Analyst Mike McCormack reported that he is positive that VZ and VOD will fix their relationship in 2013. McCormack commented, “we continue to see material accretion to Verizon by taking full control of Wireless. Assuming a 7.5x EV/EBITDA multiple, and funding the $111bn deal with 50% Verizon equity, we estimate Verizon’s 2013 EPS and FCF per share would rise 19% and 15%, respectively,” McCormack said. “Unwinding the JV in one step continues to seem daunting, with proforma leverage at 2.4x net debt/EBITDA, to say nothing of issuing $53bn in gross debt. The Vodafone tax liability continues to loom over the discussions. The press report references a tax-free transaction method, but Vodafone would still owe taxes when selling the Verizon shares it would receive. FY13E EPS at $2.77.”

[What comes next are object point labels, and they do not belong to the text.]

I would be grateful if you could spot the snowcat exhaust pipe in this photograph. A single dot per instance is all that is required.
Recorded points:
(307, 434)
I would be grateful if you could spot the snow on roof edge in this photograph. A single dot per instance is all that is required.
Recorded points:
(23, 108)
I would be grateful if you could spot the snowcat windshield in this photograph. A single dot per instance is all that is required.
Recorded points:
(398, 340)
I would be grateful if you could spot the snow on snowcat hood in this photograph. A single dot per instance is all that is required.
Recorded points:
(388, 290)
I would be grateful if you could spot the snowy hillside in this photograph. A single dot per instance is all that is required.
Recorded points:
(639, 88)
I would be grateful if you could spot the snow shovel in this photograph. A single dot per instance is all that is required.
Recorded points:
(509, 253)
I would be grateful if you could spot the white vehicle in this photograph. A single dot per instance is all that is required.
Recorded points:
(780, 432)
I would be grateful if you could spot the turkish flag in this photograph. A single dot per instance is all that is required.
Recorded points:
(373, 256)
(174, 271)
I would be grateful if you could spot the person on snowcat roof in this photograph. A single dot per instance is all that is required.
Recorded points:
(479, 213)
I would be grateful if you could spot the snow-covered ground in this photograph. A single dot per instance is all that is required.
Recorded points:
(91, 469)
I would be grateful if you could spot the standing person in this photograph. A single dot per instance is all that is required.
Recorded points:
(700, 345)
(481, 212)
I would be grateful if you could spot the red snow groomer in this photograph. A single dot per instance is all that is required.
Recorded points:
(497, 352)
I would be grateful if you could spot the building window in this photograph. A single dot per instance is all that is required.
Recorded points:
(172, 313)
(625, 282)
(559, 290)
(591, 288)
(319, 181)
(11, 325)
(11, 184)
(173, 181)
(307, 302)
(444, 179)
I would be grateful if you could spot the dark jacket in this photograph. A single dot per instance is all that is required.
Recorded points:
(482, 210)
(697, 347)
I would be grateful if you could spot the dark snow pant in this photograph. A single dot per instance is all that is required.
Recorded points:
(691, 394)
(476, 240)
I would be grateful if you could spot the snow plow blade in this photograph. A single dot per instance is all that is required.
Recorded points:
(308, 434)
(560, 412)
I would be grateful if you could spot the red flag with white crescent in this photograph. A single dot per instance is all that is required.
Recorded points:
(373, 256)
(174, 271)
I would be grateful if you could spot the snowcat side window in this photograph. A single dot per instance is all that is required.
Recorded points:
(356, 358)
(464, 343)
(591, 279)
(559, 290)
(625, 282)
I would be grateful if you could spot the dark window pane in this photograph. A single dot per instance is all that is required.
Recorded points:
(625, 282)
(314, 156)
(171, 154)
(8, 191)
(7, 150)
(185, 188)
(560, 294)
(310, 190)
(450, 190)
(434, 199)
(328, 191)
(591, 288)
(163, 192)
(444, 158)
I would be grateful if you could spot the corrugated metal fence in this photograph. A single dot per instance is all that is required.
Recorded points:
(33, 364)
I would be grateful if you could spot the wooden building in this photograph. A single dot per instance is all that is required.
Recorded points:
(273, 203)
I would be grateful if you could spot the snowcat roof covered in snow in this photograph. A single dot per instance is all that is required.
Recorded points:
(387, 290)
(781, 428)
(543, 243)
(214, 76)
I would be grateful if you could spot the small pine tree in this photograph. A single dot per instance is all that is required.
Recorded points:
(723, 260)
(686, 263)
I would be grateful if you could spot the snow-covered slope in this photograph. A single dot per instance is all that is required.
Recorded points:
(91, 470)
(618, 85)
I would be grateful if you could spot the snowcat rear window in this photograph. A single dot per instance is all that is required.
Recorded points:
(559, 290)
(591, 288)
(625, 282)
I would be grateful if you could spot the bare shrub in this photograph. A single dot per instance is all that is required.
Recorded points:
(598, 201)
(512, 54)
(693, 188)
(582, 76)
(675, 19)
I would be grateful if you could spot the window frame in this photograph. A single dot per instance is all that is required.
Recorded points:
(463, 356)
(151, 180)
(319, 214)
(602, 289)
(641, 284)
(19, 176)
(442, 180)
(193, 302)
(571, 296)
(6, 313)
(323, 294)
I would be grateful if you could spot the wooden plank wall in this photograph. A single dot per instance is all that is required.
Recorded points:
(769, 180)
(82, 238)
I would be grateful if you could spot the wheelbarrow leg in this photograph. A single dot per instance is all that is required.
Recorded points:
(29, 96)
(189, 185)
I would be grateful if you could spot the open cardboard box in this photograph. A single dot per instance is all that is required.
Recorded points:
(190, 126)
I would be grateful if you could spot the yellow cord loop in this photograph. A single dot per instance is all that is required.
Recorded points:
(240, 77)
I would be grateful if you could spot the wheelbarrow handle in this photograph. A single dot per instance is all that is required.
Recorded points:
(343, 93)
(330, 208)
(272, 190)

Verizon shares were down 32 cents, or -0.67% during Wednesday morning trading, and have increased 22% in the past year. Vodafone shares were up 30 cents, or 1.11% during Wednesday morning trading, and have been mostly flat in the past year.
The Bottom Line
Shares of Verizon Communications Inc.(VZ) have a 4.37% yield, based on Wednesday morning’s price of $47.18.
Vodafone Group Plc(VOD) shares have a 3.76% yield, based on Wednesday morning’s price of $27.10.